2:08:18.080 --> 2:08:29.080
 Do you have an optimistic, a hopeful view of our knowledge of the echoes of human civilization living through the intelligent systems we create?

2:08:29.080 --> 2:08:30.080
 Oh, totally.

2:08:30.080 --> 2:08:32.080
 Well, I think the intelligent systems are greater.

2:08:32.080 --> 2:08:39.080
 In some sense, the vessel for bringing them beyond Earth or making them last beyond humans themselves.

2:08:39.080 --> 2:08:41.080
 So how do you feel about that?

2:08:41.080 --> 2:08:44.080
 That they won't be human, quote unquote.

2:08:44.080 --> 2:08:48.080
 Human, what is human? Our species are changing all the time.

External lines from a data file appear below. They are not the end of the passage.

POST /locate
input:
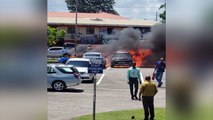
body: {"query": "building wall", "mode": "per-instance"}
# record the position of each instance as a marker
(99, 30)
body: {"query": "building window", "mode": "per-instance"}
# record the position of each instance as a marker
(71, 30)
(90, 30)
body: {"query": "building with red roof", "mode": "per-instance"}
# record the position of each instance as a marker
(92, 26)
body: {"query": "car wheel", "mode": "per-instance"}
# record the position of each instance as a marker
(112, 65)
(59, 86)
(66, 55)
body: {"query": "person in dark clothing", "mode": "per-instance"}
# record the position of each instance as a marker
(159, 70)
(133, 75)
(148, 90)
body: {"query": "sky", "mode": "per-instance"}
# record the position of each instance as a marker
(135, 9)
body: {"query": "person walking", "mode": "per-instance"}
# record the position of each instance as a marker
(159, 70)
(148, 90)
(133, 75)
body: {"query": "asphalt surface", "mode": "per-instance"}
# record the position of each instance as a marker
(112, 94)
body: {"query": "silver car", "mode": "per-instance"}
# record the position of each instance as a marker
(95, 55)
(82, 65)
(60, 76)
(58, 52)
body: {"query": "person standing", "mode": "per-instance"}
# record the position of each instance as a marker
(133, 75)
(159, 70)
(148, 90)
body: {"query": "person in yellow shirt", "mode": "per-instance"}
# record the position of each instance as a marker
(148, 90)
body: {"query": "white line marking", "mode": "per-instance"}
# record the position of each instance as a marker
(142, 80)
(99, 81)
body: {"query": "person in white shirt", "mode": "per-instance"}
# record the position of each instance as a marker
(133, 76)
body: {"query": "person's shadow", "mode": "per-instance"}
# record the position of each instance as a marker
(72, 90)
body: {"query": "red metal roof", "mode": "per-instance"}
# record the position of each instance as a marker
(85, 15)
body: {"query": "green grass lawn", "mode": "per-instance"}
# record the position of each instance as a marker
(124, 115)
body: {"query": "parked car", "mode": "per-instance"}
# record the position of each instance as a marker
(121, 59)
(60, 77)
(69, 45)
(82, 65)
(95, 55)
(58, 52)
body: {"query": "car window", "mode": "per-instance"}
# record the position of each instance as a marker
(75, 70)
(78, 63)
(67, 70)
(50, 70)
(55, 48)
(121, 55)
(92, 55)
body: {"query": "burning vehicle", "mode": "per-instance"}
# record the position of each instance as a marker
(121, 58)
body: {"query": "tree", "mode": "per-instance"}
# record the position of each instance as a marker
(92, 6)
(54, 35)
(163, 14)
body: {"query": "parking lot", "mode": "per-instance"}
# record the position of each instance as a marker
(112, 94)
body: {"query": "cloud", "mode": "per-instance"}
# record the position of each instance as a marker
(138, 9)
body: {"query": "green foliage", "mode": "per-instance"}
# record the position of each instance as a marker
(53, 35)
(163, 14)
(92, 6)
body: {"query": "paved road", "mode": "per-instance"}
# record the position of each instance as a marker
(112, 94)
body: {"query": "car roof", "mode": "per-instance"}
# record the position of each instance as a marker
(59, 65)
(56, 47)
(121, 51)
(92, 53)
(78, 59)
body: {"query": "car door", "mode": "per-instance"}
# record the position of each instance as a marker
(55, 52)
(51, 73)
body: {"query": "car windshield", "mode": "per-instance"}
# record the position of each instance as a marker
(68, 70)
(121, 55)
(78, 63)
(92, 55)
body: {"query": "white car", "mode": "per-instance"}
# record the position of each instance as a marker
(82, 65)
(58, 52)
(95, 55)
(60, 76)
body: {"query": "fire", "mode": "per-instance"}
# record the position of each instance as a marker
(139, 55)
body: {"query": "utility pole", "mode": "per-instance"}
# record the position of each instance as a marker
(76, 22)
(156, 16)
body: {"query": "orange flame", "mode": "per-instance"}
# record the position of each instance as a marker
(139, 55)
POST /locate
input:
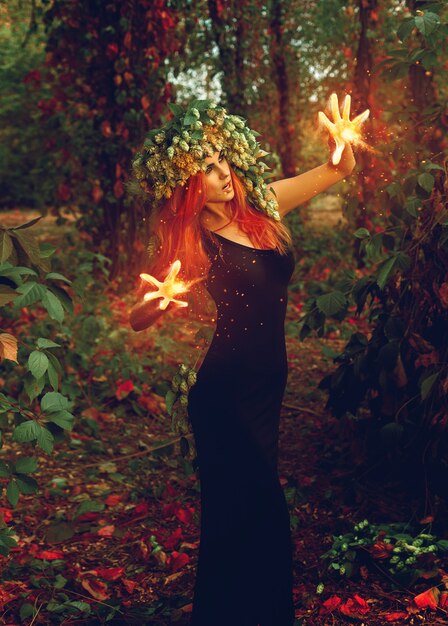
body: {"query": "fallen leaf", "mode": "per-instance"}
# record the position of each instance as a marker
(96, 588)
(354, 607)
(330, 605)
(106, 531)
(428, 599)
(393, 617)
(49, 555)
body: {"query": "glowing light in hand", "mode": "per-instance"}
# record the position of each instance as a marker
(342, 129)
(169, 289)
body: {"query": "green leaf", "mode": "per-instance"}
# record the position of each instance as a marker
(393, 189)
(26, 484)
(26, 610)
(399, 261)
(331, 303)
(46, 250)
(53, 306)
(427, 384)
(31, 292)
(427, 23)
(57, 276)
(84, 607)
(53, 376)
(175, 109)
(33, 386)
(54, 361)
(25, 465)
(42, 342)
(45, 440)
(89, 506)
(4, 470)
(64, 419)
(12, 492)
(405, 28)
(59, 532)
(169, 401)
(361, 233)
(6, 246)
(53, 401)
(27, 431)
(426, 181)
(411, 205)
(7, 294)
(29, 244)
(37, 363)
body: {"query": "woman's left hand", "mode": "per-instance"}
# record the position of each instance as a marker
(347, 162)
(343, 132)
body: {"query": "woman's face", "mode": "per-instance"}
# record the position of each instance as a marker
(217, 176)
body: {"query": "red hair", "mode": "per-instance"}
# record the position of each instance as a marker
(178, 234)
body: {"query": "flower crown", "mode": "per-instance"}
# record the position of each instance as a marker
(176, 151)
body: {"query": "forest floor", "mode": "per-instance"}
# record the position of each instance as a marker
(136, 492)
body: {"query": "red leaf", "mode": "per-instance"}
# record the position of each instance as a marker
(63, 192)
(145, 102)
(96, 588)
(129, 585)
(6, 513)
(392, 617)
(178, 560)
(330, 605)
(142, 507)
(110, 573)
(49, 555)
(428, 599)
(107, 531)
(185, 515)
(127, 40)
(113, 500)
(173, 539)
(106, 129)
(118, 188)
(354, 607)
(124, 389)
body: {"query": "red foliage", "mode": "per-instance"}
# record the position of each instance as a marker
(428, 599)
(330, 605)
(123, 389)
(49, 555)
(354, 607)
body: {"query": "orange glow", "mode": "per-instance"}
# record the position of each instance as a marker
(169, 288)
(342, 129)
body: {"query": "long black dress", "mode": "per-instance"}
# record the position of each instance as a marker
(244, 574)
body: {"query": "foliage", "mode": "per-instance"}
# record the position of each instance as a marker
(36, 425)
(401, 369)
(406, 557)
(24, 158)
(108, 82)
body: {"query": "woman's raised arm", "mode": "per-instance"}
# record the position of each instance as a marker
(146, 312)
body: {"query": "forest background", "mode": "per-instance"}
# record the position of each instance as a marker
(100, 517)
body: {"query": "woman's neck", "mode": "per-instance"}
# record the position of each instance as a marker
(214, 219)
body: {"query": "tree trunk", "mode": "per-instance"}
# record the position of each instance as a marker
(281, 81)
(361, 100)
(228, 35)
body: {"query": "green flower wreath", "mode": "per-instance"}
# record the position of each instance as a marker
(174, 152)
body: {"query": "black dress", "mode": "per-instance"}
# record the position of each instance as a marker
(244, 574)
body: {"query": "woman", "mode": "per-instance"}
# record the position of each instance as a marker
(219, 219)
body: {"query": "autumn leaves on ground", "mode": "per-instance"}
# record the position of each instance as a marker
(113, 532)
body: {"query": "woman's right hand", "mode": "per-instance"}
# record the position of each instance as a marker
(168, 289)
(145, 313)
(150, 309)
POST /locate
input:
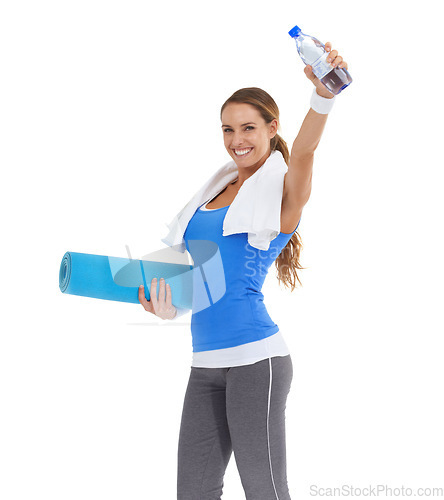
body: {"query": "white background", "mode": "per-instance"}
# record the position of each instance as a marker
(109, 124)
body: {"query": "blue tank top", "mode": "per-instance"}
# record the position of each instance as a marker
(228, 305)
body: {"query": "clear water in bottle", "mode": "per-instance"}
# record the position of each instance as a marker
(313, 52)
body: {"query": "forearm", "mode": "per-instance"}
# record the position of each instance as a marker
(310, 134)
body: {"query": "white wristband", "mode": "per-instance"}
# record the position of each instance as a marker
(321, 105)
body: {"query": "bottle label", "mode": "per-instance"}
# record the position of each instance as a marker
(321, 67)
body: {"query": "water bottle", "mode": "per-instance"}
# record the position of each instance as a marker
(313, 52)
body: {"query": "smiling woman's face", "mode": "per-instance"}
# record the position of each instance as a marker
(246, 135)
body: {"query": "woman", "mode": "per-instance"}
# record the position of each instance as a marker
(238, 386)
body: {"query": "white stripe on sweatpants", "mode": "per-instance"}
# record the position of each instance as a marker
(268, 430)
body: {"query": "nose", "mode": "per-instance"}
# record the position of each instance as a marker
(237, 140)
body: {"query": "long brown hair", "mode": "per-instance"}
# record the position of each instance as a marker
(288, 260)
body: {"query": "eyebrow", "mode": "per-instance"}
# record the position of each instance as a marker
(243, 124)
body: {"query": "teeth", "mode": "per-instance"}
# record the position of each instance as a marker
(241, 152)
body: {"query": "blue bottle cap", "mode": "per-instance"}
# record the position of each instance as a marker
(294, 31)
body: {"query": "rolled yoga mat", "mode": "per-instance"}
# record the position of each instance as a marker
(118, 278)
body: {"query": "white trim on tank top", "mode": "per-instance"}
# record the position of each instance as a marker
(245, 354)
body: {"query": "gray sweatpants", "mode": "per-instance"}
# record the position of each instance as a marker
(241, 410)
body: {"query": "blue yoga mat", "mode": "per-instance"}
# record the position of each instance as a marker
(118, 278)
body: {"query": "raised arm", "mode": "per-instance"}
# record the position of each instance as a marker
(297, 182)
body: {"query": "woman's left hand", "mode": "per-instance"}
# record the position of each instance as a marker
(336, 61)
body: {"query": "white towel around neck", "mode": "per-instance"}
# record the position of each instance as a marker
(255, 210)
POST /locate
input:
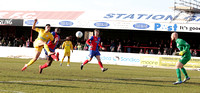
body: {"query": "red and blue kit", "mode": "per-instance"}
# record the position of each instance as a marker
(94, 42)
(51, 45)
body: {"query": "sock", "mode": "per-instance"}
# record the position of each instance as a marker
(62, 60)
(44, 66)
(30, 62)
(184, 72)
(54, 57)
(46, 48)
(85, 62)
(178, 72)
(100, 64)
(68, 62)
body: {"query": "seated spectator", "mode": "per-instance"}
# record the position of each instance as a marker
(151, 52)
(79, 47)
(27, 43)
(141, 51)
(119, 48)
(165, 52)
(174, 52)
(194, 53)
(159, 53)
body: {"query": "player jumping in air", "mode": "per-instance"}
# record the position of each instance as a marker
(184, 48)
(40, 42)
(52, 47)
(94, 50)
(67, 45)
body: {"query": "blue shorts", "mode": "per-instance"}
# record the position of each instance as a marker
(52, 50)
(94, 53)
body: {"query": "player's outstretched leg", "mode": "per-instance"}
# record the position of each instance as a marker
(68, 61)
(101, 65)
(186, 75)
(57, 55)
(25, 66)
(85, 62)
(42, 67)
(179, 77)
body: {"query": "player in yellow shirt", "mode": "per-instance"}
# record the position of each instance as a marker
(67, 45)
(44, 35)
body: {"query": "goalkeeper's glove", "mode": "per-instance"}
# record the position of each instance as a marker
(182, 53)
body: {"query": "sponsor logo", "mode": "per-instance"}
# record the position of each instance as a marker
(66, 23)
(141, 26)
(30, 22)
(187, 28)
(171, 27)
(101, 24)
(6, 22)
(132, 59)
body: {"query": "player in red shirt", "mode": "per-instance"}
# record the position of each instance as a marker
(94, 42)
(52, 46)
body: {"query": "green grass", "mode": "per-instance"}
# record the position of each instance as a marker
(63, 79)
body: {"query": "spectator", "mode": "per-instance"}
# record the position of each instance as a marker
(159, 53)
(79, 47)
(9, 43)
(129, 44)
(174, 52)
(165, 52)
(100, 49)
(119, 48)
(147, 52)
(27, 43)
(112, 46)
(151, 52)
(191, 51)
(194, 53)
(141, 51)
(86, 46)
(16, 42)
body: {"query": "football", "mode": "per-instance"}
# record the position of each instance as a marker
(79, 34)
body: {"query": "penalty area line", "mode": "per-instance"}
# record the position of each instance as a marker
(12, 91)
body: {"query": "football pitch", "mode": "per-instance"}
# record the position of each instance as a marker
(63, 79)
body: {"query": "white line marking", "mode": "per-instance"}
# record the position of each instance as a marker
(12, 91)
(194, 77)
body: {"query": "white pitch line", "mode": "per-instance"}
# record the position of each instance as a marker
(194, 77)
(12, 91)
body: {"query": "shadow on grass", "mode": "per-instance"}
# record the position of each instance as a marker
(192, 83)
(113, 82)
(145, 80)
(42, 85)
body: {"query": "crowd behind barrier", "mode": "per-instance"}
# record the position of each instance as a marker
(127, 46)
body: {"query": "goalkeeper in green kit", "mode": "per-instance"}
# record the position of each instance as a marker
(183, 46)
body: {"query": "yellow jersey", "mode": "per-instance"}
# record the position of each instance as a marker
(44, 36)
(67, 45)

2:08:48.080 --> 2:08:52.080
 Human today is not the same as human just 50 years ago.

2:08:52.080 --> 2:08:54.080
 What is human? Do we care about our genetics?

2:08:54.080 --> 2:08:56.080
 Why is that important?

2:08:56.080 --> 2:08:59.080
 As I point out, our genetics are no more interesting than a bacterium's genetics.

2:08:59.080 --> 2:09:01.080
 It's no more interesting than a monkey's genetics.

2:09:01.080 --> 2:09:07.080
 What we have, what's unique and what's valuable is our knowledge, what we've learned about the world.

2:09:07.080 --> 2:09:09.080
 And that is the rare thing.

2:09:09.080 --> 2:09:11.080
 That's the thing we want to preserve.

2:09:11.080 --> 2:09:15.080
 Who cares about our genes?

2:09:15.080 --> 2:09:17.080
 It's the knowledge.

2:09:17.080 --> 2:09:19.080
 That's a really good place to end.

2:09:19.080 --> 2:09:42.080
 Thank you so much for talking to me.